One criticism of reviewer Christian Freigang is that all of the works in this volume assume that mathematical considerations were paramount in the design of these buildings; they do not take into account the use needs of the buildings, or engineering issues such as the designer's experience with different types of stone. Freigang also points to a failure to acknowledge French and German language studies of the same topics, and criticizes as "an outmoded questioning" the consideration of music theory and arithmetic harmony in these design studies. In contrast, Christiane Joost-Gaugier writes that the works in this book clearly show the reverence of medieval architects for the works of Pythagoras and Euclid, and demonstrate "that number, measure, and proportion were used to elucidate ineffable truths in Gothic building programs" and enable them "to form perfect harmonies".
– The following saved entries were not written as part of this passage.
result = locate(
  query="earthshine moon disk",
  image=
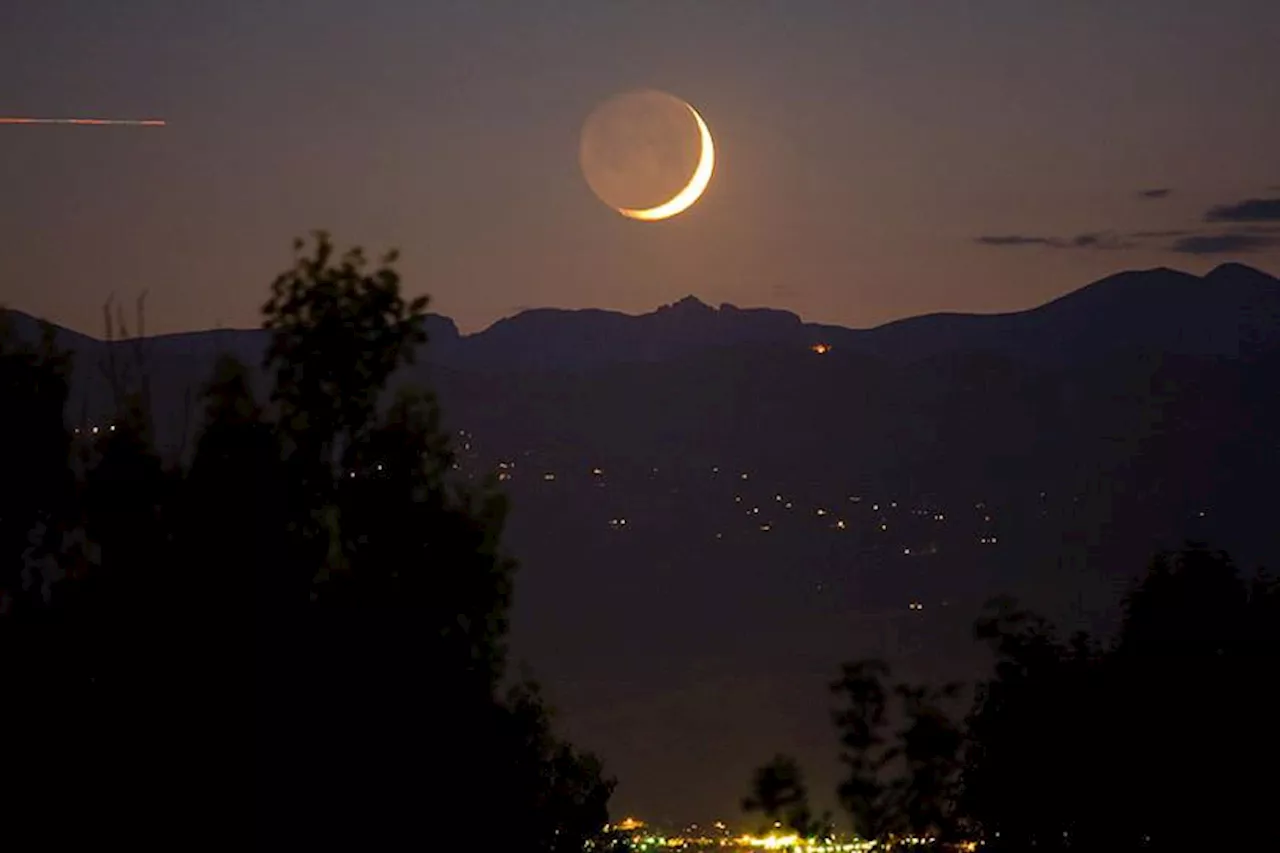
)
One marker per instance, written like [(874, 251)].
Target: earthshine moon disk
[(648, 155)]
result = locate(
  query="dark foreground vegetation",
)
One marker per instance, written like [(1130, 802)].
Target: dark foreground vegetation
[(296, 635), (1161, 738)]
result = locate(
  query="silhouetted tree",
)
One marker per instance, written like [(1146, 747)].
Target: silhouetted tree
[(780, 796), (899, 781), (1156, 740), (315, 601)]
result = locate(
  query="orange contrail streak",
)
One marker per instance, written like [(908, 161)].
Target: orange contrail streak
[(10, 119)]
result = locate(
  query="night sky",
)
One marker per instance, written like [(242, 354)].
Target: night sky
[(864, 150)]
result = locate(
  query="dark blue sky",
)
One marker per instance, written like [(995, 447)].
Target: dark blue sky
[(864, 147)]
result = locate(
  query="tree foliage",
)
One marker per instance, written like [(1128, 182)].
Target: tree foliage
[(305, 626), (1160, 739)]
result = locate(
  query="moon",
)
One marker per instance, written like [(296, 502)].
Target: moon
[(648, 155)]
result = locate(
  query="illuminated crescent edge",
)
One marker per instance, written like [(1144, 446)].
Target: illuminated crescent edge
[(693, 190)]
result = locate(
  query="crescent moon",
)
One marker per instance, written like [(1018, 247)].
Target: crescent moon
[(693, 190)]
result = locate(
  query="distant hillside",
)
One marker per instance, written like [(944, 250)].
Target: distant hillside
[(1230, 311), (699, 477)]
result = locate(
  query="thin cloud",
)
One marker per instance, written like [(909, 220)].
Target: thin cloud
[(1014, 240), (1228, 243), (1102, 240), (1160, 235), (1247, 210)]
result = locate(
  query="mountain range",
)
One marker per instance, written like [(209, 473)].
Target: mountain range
[(714, 506)]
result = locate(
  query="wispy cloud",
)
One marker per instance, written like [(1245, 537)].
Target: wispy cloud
[(1104, 240), (1247, 210), (1225, 243), (1160, 235)]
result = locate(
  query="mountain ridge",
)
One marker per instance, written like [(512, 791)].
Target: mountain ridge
[(1232, 311)]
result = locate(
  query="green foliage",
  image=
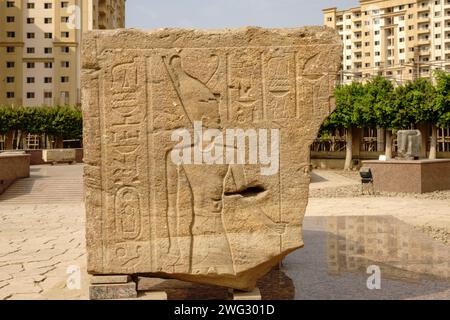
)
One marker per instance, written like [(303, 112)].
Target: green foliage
[(443, 98), (64, 122), (378, 109), (349, 107), (378, 104)]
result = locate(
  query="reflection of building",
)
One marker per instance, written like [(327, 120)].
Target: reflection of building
[(40, 47), (398, 39), (354, 243)]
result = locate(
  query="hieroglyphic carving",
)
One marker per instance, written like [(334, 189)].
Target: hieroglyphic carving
[(245, 87), (219, 224), (280, 78), (125, 157)]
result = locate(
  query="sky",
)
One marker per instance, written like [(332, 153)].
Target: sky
[(210, 14)]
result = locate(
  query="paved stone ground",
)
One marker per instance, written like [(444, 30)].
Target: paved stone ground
[(42, 227), (42, 234)]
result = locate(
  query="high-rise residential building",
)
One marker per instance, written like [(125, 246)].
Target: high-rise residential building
[(40, 47), (398, 39)]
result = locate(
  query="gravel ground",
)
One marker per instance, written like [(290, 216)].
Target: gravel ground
[(355, 190)]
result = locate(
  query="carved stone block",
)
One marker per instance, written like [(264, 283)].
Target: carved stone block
[(197, 148), (110, 279), (113, 291), (409, 144), (242, 295)]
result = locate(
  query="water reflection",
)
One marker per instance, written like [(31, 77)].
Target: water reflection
[(338, 251)]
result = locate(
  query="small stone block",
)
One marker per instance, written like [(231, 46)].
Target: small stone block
[(110, 279), (242, 295), (154, 295), (113, 291)]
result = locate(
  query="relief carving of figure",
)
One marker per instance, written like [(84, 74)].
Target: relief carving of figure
[(210, 251)]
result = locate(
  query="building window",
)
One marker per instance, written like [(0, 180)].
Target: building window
[(64, 97)]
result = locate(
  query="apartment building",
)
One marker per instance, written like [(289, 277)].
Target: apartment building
[(40, 47), (398, 39)]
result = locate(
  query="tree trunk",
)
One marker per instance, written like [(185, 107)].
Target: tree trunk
[(9, 142), (388, 144), (59, 143), (349, 149), (433, 144)]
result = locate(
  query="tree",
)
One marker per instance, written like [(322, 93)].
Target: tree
[(347, 115), (379, 109), (442, 100)]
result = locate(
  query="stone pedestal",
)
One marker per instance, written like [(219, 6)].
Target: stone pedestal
[(13, 166), (415, 176), (242, 295)]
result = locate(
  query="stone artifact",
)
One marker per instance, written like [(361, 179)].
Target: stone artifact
[(409, 143), (197, 148), (59, 155)]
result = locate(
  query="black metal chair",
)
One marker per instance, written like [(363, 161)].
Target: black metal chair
[(366, 179)]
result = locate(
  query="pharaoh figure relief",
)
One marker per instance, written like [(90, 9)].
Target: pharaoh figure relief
[(227, 222), (210, 251)]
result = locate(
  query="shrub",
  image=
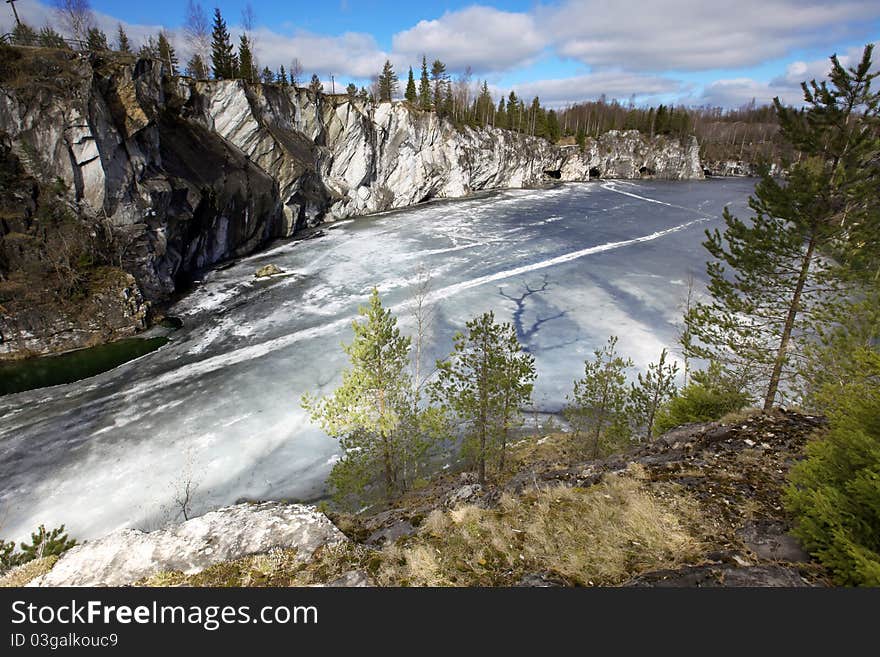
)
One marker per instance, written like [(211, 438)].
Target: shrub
[(711, 396), (834, 494), (43, 544)]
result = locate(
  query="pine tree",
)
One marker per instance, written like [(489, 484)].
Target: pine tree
[(655, 388), (411, 94), (149, 49), (46, 543), (439, 79), (223, 61), (122, 42), (315, 86), (424, 87), (247, 70), (196, 67), (758, 317), (24, 35), (388, 84), (49, 38), (365, 412), (598, 404), (96, 40), (484, 382), (166, 53), (513, 112)]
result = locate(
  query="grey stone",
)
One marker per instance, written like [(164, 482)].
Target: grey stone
[(127, 555)]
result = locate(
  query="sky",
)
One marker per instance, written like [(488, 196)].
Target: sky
[(687, 52)]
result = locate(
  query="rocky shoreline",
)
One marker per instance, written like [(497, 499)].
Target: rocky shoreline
[(714, 489), (161, 177)]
Although the book is heavily illustrated, Bartoli also criticizes it as being difficult to understand in parts because the authors attempt to describe their analyses only in prose, without graphic demonstrations; she calls for an improved description system for the geometric analysis of architecture. Joost-Gaugier takes issue with the technicality of its introduction, and with the "excessive modesty of its index".